Он медленно протянул руку к лапам животного, на которых лежала белая морда. Зверь закрыл глаза, признавая его, и снова Данн заплакал как дитя и подумал: "Все в порядке, никто моих слез не увидит". Они тихо лежали рядышком, пока утро набирало силу, а потом уши животного встали торчком, оно прислушалось. Наверху, где шла дорога, послышались голоса. Животное тотчас подскочило и спустилось по щебенке ниже по склону, где трясся на ветру высохший куст. Там зверь спрятался.

Данн смотрел, как он уходит, его ночной друг уходит. Затем юноша подтянулся наверх, к краю обрыва, чтобы увидеть людей, шедших по дороге, чтобы увидеть то, что его ожидает.

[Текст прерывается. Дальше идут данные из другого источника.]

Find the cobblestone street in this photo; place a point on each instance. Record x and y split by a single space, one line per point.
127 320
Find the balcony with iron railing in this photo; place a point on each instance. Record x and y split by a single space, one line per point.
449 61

Его голова едва торчала над поверхностью. Он смотрел, как мимо бредет группа людей, слишком измученных, чтобы заметить его. Данн подождал. Кажется, больше пока никто не идет. Он вылез из-под обрыва и увидел, что впереди будет подъем. Дорога взбиралась на низкий сухой холм, на котором росли деревья. Надо будет наполнить флягу водой, раз болота заканчиваются. Он сошел с дороги на подсыхающую перемычку между двумя промоинами и встал там, лицом к солнцу, греясь в его лучах. Пока Данн спал рядом с белым зверем, ему приснился сон. Удивительно яркий сон. Маара. Конечно, ему приснилась Маара, из-за теплого дружеского чувства, вызванного звериной компанией. До чего же это все-таки странно.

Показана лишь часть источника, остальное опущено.